In all the concern over what other people might do with the information in them, she had never stopped to wonder what they meant to P.B.

All that research, everything that must have gone into creating and perfecting the demon, to creating her friend…And she had been treating it like a liability, something to be destroyed, without even pausing to consider their real beauty, their real value.

“They’re yours,” she said gently.

“What?”

“Yours. Take them. Do whatever you want with them.”

He held the book in his huge flat paws, and she could almost see the desire in him to stroke the leather, like a human might a holy text, or a childhood diary.

“You think I should destroy them.”

She did, actually. She had seen the black sludge that was in her system, knew firsthand what she was capable of if she thought it was the right thing, the necessary thing. She had killed—
thou shalt not kill
—and she had tampered with a Null’s brain—
for the good of a Talented child
—and she had done it again to protect herself from that security guard. She hadn’t gone too far—not like those mages had, to destroy a man for their own use, but…But she could still fall into that dark abyss. She could still go mad, if their connection, human and demon, ever failed.

If it did, would she want to create a new one? Would she be driven to, in order to survive?
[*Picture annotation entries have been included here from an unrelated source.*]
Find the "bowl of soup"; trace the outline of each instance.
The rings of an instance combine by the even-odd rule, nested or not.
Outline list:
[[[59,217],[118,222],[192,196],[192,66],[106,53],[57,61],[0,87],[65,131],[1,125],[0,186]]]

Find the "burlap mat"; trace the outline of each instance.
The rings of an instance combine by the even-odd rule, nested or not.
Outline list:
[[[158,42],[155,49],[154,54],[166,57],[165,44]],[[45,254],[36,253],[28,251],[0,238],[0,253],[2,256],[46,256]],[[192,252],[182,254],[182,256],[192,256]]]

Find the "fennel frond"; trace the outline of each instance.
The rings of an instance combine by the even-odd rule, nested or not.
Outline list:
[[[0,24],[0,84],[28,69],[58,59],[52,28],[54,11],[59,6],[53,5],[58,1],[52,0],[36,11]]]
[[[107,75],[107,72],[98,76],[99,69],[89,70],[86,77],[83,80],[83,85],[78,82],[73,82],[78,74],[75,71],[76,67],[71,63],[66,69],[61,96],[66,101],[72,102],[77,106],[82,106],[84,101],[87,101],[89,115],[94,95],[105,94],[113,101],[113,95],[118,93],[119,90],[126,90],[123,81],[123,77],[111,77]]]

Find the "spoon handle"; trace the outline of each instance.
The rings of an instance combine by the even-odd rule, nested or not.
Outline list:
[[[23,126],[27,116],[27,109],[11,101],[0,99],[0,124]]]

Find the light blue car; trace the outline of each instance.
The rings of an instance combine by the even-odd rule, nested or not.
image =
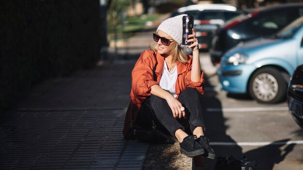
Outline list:
[[[239,43],[225,53],[221,64],[218,74],[224,90],[249,93],[261,103],[285,99],[290,75],[303,64],[303,17],[274,37]]]

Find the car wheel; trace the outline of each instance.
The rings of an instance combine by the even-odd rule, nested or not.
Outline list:
[[[287,83],[281,71],[273,68],[260,69],[250,79],[250,95],[259,102],[275,103],[285,98]]]

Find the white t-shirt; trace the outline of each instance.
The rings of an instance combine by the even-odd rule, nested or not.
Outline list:
[[[177,71],[177,65],[173,69],[171,72],[168,71],[166,62],[164,61],[163,71],[162,71],[162,76],[160,80],[159,85],[161,88],[169,92],[175,98],[177,97],[176,94],[176,81],[178,77],[178,71]]]

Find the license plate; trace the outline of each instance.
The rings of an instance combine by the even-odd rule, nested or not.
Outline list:
[[[302,105],[293,99],[290,99],[289,101],[289,111],[292,114],[302,118]]]

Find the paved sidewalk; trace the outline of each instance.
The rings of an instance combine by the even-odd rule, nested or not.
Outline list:
[[[133,58],[45,80],[5,113],[0,169],[141,170],[149,144],[121,131],[134,57],[149,48],[155,27],[129,40]]]

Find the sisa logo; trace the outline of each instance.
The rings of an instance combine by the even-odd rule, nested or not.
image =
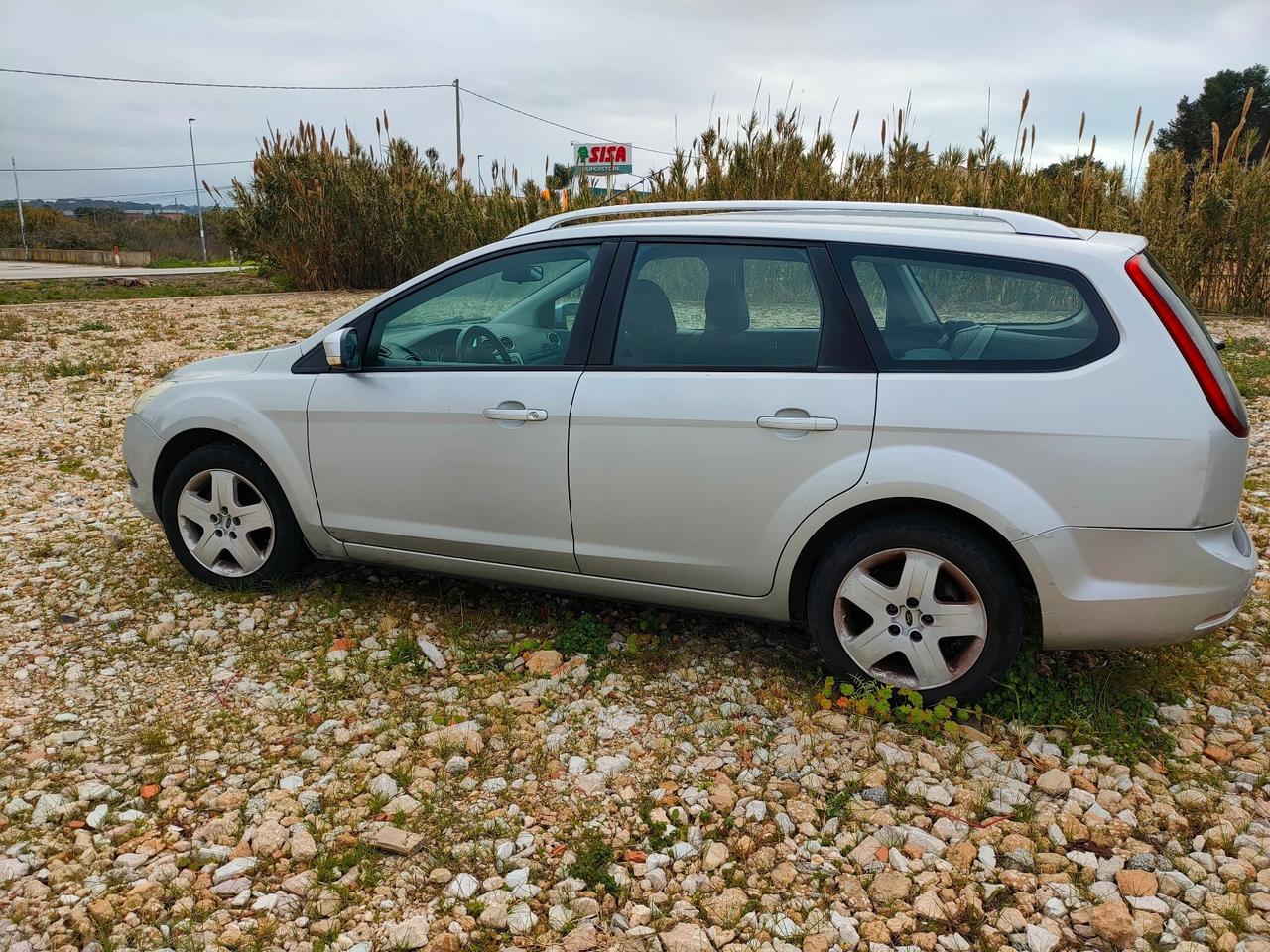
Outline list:
[[[578,146],[579,165],[622,165],[629,162],[626,146],[610,142],[607,145]]]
Would she do it, to save herself…Or someone she loved?

If it was now, if Neezer were still salvageable, would she…

It doesn’t have to be this way.
Her own voice, pleading with a madman for a second chance.

Better never to know. Better never to understand that much about what she was capable of.

Let the
Cosa
never know, either. Let them heal, and survive as they always had, and have illusions about their innate strength, and good intentions.

“Let them be myth,” she said, not answering him directly. “Humans have no need to know. The Fatae have no need to know. Demon…someday, you may want offspring. Or you may not. But that’s only for you to decide. Let demon determine your own species’ future.”

It was a speech, for her, and she didn’t feel comfortable even as the words were coming out of her mouth, but some of the tension seeped out of P.B.’s body as she spoke.

“They’re yours,” she said again. It was all she could say, really.

“Aren’t you…” His dark red eyes met hers in an unflinching gaze. “This could answer all the things you’ve been wondering about. The stuff you haven’t been talking about.”